Hi,
Attached is the python script using SimpleRTK
<http://wiki.openrtk.org/index.php?title=SimpleRTK> that I have used to do
the simulation of figure 6 of this publication
<http://www.creatis.insa-lyon.fr/~srit/biblio/rit2016.pdf>. The paragraph
where I describe what I'm doing starts with "The same simulations were
repeated with Poisson noise". The interesting part of the script for you is
line 158 where if I'm given a number of photons I0, I add Poisson noise.
Simon
On Wed, Jun 29, 2016 at 12:09 AM, Solomon Tang <[email protected]>
wrote:
> Thanks for the feedback Chao and Simon,
>
> My geometry was using default RTK sdd/sid settings.
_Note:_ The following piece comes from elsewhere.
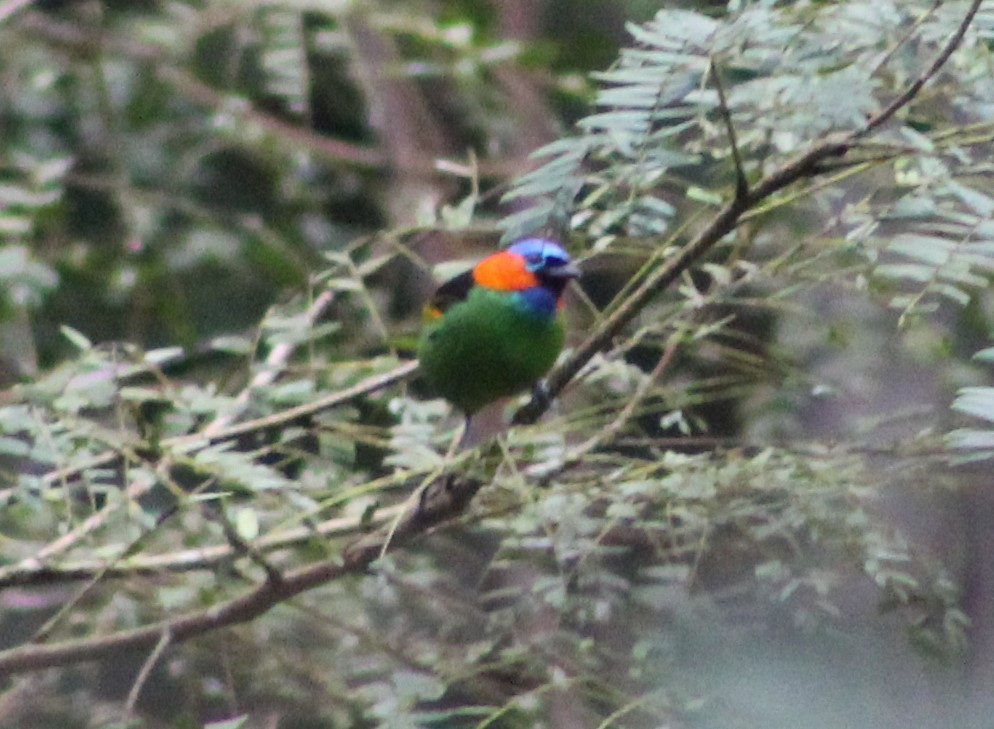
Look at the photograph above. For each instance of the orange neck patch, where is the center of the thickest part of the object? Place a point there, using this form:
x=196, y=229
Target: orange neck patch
x=505, y=272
I have now changed it
> to match the DICOM header from the original images (1085.6 SDD, 595 SID),
> but not much has qualitatively changed.
>
> How do you suggest adding photon noise? I have discovered an
> itkShotNoiseImageFilter but I'm not sure what is an acceptable scaling
> level. I'm assuming the reconstructed image should be passed through the
> filter, and not the projection.
>
>
>
> On Tue, Jun 28, 2016 at 1:34 AM, Simon Rit <[email protected]
> > wrote:
>
>> Hi,
>> I don't expect a drastic change, only a slight loss of spatial resolution
>> if the ray distance at the isocenter (I agree with Chao that it plays an
>> important role) is larger than the original voxel size. Maybe it's there
>> but you would need to zoom more to see it.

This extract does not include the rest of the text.